Author: Jim McKeeth
Describe the principles of an Indexed search engine (like google). How this works
when a lot of text information is compressed into an index - so that a search can
be done within very short time.
There are really two main ways to search a large collection of text documents. The
simplest method would be to load each document and scan through it for the search
terms, this would be referred to as a full text scan. The second, much faster
method is to create an index and then search the index. An index is a list of
terms found in a document or set of documents. Each word only appears once per
document so it is much shorter then the original document.
Creating an index
Finding the words
In order to create an index you must first parse the document. Parsing, is the
process of picking out the individual tokens (terms or words) in a piece of text.

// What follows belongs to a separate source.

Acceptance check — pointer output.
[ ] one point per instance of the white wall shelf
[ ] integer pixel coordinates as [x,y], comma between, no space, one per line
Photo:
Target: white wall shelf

A parser is a type of state machine. There are many existing parsing routines
available. "The Tomes of Delphi Algorithms and Data Structures" by Julian Bucknall
contains many very good parsers. An example.
A simple parser would scan through a string of text, starting at the beginning,
looking at each character. If it is a letter or number then it is part of a word,
if it is white space or punctuation then it is a separator. Each word is added to
a list (i.e. TStringList) in the order it is found in the document. Typically each
word is converted to the same case (upper or lower).
It is really important to consider what you are indexing and how your index will be
used when creating your index and parsing. For example if you are parsing HTML
then you want to exclude most tags (with the obvious exception of META tags, which
are handled specially). Other times you might only want to index summery
information about each document.
Indexing the Words
Now that we have a parsed token list we need to index it. The simplest index is
just a list of each word found in a document, and a reference to the document.
This reference may be a URL, a document name or any other unique identifier (a GUID
or a foreign key to another table describing the document). A more complex index
may include the number of times the word is found in the document or a ranking for
where it is in the document (in the title, keyword section, first paragraph,
middle, last, etc.) This additional information stored with each word is part of
what differentiates one search engine's performance from another.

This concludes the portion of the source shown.